Highlights & Insights

  • This work is the first to prove that LLMs can generate high-quality, general-purpose lexicon-based embeddings rather than being limited to retrieval tasks, opening a promising new direction for embedding research.
  • Token embedding clustering is a simple and elegant design that simultaneously resolves vocabulary redundancy, dimension explosion, and matching inconsistencies.
  • The contrasting results of "bidirectional vs. unidirectional attention" compared to dense embedding literature reveal fundamental architectural differences between lexicon-based and dense embeddings.
  • Qualitative analysis demonstrates LENS's deep semantic understanding capabilities, such as assigning the highest weight to the "oxygen" cluster for the query "causes of hypoxia in adults".

Limitations & Future Work

  • LENS-4000 still lags behind dense embeddings on certain tasks (such as AIR-Bench), indicating that too few clusters may lead to information over-compression.
  • Experiments are restricted to Mistral-7B; the generalization to other LLM backbones remains unexplored.
  • KMeans clustering is static, whereas different tasks might demand varying granularities of clustering.
  • Multilingual scenarios have not been investigated; multilingual vocabulary redundancy in LLMs might be a more significant bottleneck.
  • vs. SPLADE: SPLADE generates lexicon-based embeddings based on MLMs (BERT) and performs exceptionally well on retrieval, but has never been extended to general-purpose tasks. LENS shows that LLMs can achieve better and more generalizable performance.
  • vs. PromptReps: PromptReps uses prompt engineering to force LLMs to generate lexicon-based embeddings, but its performance significantly lags behind dense embeddings (MRR of 34.15 vs. 41.86). LENS achieves a fundamental breakthrough via direct architectural modification rather than relying on prompting.
  • vs.

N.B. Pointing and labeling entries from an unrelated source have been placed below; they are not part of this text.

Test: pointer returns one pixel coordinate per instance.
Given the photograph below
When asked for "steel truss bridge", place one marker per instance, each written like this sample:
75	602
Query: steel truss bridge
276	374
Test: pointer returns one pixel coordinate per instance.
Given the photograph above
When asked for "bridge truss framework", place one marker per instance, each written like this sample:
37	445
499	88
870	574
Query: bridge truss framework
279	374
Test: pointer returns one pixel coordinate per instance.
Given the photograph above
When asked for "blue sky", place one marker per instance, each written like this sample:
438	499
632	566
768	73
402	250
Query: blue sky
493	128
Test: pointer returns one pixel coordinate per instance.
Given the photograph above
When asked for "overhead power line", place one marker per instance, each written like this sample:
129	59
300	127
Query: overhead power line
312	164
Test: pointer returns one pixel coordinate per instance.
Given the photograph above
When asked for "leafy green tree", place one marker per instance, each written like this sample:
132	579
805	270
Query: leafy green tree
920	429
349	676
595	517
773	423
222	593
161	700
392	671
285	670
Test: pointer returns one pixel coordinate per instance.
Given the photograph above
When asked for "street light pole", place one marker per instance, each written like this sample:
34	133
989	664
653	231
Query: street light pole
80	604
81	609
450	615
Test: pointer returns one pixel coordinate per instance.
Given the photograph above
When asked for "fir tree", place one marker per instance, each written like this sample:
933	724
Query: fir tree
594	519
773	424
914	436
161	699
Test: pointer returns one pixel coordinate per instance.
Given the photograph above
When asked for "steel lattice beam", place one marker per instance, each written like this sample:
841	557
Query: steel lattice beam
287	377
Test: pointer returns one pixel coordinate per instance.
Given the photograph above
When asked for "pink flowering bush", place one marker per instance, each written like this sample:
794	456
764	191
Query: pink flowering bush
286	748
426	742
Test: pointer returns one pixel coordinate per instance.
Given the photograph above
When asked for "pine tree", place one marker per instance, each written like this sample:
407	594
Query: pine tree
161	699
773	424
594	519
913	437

BGE-en-ICL: Using identical training data and pipeline, the lexicon-based embeddings of LENS-8000 outperform the dense embeddings of BGE-en-ICL on MTEB.

Rating

  • Novelty: ⭐⭐⭐⭐ First to apply LLMs to general lexicon-based embeddings; the token clustering design is simple yet effective.
  • Experimental Thoroughness: ⭐⭐⭐⭐⭐ Highly comprehensive evaluation across MTEB (56 datasets), AIR-Bench, and detailed ablations (covering cluster count, attention, and pooling).
  • Writing Quality: ⭐⭐⭐⭐ Solid background summary and fair experimental design (strictly replicating BGE-en-ICL configurations).
  • Value: ⭐⭐⭐⭐ Demonstrates the competitiveness of lexicon-based embeddings in the LLM era, steering future embedding research in a promising direction.